The Bloomberg article makes it sound like they are reducing the price to $10 a month to drive up subscriptions so they can mine their customers for marketing data to resell, and that is how they will make up the cost-per-customer disparity. They have to do something along those lines, because at $10 per month any customer who sees just ONE movie per month is going to cost the company money (after factoring in the cost of doing business), anyone who sees a movie per week is going to cost them dearly. Selling data is the only way to offset that.

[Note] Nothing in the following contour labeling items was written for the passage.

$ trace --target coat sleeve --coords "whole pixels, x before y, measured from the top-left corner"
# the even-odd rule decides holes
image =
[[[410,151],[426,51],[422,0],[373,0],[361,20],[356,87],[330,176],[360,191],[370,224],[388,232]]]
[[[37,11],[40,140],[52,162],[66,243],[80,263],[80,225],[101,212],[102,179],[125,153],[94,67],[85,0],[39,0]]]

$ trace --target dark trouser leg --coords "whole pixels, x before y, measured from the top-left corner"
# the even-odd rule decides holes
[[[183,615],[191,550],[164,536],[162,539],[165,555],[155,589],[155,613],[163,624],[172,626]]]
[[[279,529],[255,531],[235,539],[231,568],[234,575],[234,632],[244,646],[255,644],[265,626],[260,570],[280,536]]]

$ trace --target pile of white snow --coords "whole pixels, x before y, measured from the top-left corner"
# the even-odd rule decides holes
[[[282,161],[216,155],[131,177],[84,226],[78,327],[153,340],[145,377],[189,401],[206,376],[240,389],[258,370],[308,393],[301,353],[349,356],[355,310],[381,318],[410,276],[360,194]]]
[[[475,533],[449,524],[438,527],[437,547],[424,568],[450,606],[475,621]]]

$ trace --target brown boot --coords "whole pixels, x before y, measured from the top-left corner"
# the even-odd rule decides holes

But then the question becomes…what data? Knowing what movies you like to see at the theater is pretty narrow focus for marketing purposes. Since the whole transaction is through a debit card that is useless for other transactions, they can’t even track what snacks and drinks you purchase before the movie. My guess is that the app will become more and more intrusive as subscribers are added. Before activating your card it will ask about your snack purchases, or have a short questionnaire for you to complete. Or the app will constantly annoy you with pop-ups about tie-ins with other products where if you do a short survey you can get 20% off at someplace related to the survey.

No thanks.

Plus, how useful is that data? If you can suddenly see x number of movies each month that you wouldn’t normally see, then you’re essentially choosing everything.

I don’t really understand why AMC is trying to stop this. If it acts like a debit card, and they’re getting their money from the 3rd party app, then why would they care?